In your case, the latter is equivalent to having the same mean and covariance matrix.


Ok, I'll bite. Let's prove that $$tr(\Sigma_1^{-1}\Sigma_0)+\ln(\frac{\det\Sigma_1}{\det\Sigma_0})\ge k \tag{1}$$

with equality only for $\Sigma_1 = \Sigma_0$.

Letting $C=\Sigma_1^{-1}\Sigma_0$ , and noting that $\Sigma_0$ and $\Sigma_1$ (and hence also $C$) are symmetric and positive definite, we can write the LHS as

$$ tr(C) + \ln(\det C^{-1}) = tr(C) - \ln (\det C)=\sum_i \lambda_i - \ln \prod \lambda_i= \sum_i (\lambda_i - \ln \lambda_i) \tag{2}$$

where $\lambda_i \in (0,+\infty)$ are the eigenvalues of $C$.

But $x - \ln x \ge 1$, for all $x>0$ with equality only when $x=1$.

Then $$ tr(C) + \ln(\det C^{-1}) \ge k \tag{3}$$

with equality only if all eigenvalues are $1$, i.e. if $C=I$, i.e. if $\Sigma_1 = \Sigma_0$.

Hence $(1)$ is proved.

To complete the proof: $w^T \Sigma_1^{-1} w \ge 0$, with equality only when $w = 0$ (positive definite quadratic form).
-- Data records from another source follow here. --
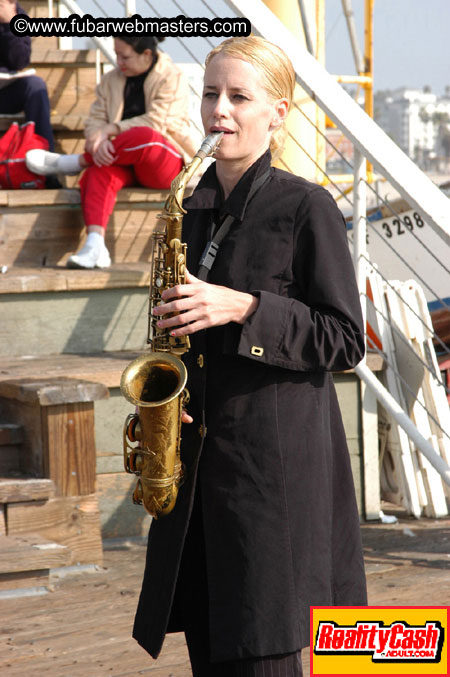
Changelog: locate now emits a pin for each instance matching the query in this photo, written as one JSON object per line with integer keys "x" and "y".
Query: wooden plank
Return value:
{"x": 119, "y": 515}
{"x": 104, "y": 368}
{"x": 30, "y": 552}
{"x": 29, "y": 416}
{"x": 20, "y": 280}
{"x": 69, "y": 435}
{"x": 2, "y": 519}
{"x": 71, "y": 521}
{"x": 9, "y": 459}
{"x": 24, "y": 579}
{"x": 52, "y": 391}
{"x": 32, "y": 198}
{"x": 11, "y": 433}
{"x": 13, "y": 490}
{"x": 71, "y": 89}
{"x": 79, "y": 57}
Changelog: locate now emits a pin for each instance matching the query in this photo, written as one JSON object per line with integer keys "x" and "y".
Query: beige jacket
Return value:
{"x": 167, "y": 102}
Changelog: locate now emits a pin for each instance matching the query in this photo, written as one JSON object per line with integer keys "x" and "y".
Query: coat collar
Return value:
{"x": 208, "y": 194}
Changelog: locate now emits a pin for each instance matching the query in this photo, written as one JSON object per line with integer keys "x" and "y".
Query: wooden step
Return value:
{"x": 39, "y": 9}
{"x": 30, "y": 552}
{"x": 42, "y": 228}
{"x": 10, "y": 433}
{"x": 90, "y": 311}
{"x": 103, "y": 368}
{"x": 60, "y": 123}
{"x": 70, "y": 76}
{"x": 18, "y": 489}
{"x": 11, "y": 438}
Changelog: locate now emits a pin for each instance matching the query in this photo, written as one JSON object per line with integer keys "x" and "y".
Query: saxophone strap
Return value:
{"x": 210, "y": 252}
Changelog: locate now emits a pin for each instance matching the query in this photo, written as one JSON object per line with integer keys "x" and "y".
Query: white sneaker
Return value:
{"x": 44, "y": 163}
{"x": 90, "y": 257}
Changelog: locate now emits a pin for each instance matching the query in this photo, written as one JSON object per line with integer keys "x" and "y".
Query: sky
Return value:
{"x": 411, "y": 42}
{"x": 411, "y": 37}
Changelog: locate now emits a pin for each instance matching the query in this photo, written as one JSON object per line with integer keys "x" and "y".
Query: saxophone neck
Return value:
{"x": 173, "y": 208}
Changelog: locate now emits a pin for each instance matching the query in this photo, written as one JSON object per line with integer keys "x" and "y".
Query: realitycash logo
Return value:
{"x": 398, "y": 642}
{"x": 379, "y": 640}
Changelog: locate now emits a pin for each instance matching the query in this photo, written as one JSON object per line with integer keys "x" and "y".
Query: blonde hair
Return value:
{"x": 275, "y": 67}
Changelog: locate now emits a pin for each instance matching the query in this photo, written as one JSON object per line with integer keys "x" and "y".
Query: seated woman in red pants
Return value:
{"x": 137, "y": 133}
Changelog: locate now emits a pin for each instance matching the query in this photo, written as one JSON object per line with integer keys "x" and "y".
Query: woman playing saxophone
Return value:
{"x": 265, "y": 524}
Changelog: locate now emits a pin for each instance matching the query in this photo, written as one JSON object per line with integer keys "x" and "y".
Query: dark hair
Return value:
{"x": 141, "y": 42}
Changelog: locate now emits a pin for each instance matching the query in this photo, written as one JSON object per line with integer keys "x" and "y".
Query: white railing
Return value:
{"x": 369, "y": 141}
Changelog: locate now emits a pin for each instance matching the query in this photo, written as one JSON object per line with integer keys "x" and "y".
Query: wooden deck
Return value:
{"x": 83, "y": 626}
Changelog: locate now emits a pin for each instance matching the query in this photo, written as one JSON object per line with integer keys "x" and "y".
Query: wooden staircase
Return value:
{"x": 65, "y": 338}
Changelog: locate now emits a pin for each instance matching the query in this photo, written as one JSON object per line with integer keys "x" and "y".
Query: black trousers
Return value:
{"x": 30, "y": 95}
{"x": 191, "y": 605}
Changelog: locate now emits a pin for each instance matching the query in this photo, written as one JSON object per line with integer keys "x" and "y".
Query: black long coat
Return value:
{"x": 280, "y": 521}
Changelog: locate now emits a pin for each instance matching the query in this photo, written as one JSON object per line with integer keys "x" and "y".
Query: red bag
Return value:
{"x": 13, "y": 146}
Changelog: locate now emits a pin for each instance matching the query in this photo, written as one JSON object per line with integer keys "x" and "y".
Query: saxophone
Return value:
{"x": 155, "y": 382}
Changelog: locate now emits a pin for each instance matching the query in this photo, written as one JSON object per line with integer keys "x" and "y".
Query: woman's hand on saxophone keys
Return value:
{"x": 200, "y": 305}
{"x": 185, "y": 418}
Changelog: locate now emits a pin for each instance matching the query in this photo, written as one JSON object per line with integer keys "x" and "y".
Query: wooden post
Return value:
{"x": 58, "y": 418}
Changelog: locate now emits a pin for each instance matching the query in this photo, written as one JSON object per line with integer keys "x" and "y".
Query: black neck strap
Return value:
{"x": 209, "y": 255}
Hence the desired property follows: $KL(\mathcal{N}_0||\mathcal{N}_1) =0 \iff \Sigma_1 = \Sigma_0, \mu_1 = \mu_0$

Notice that all this requires that the covariances matrices are strictly positive definite, i.e. that the densities are not degenerate.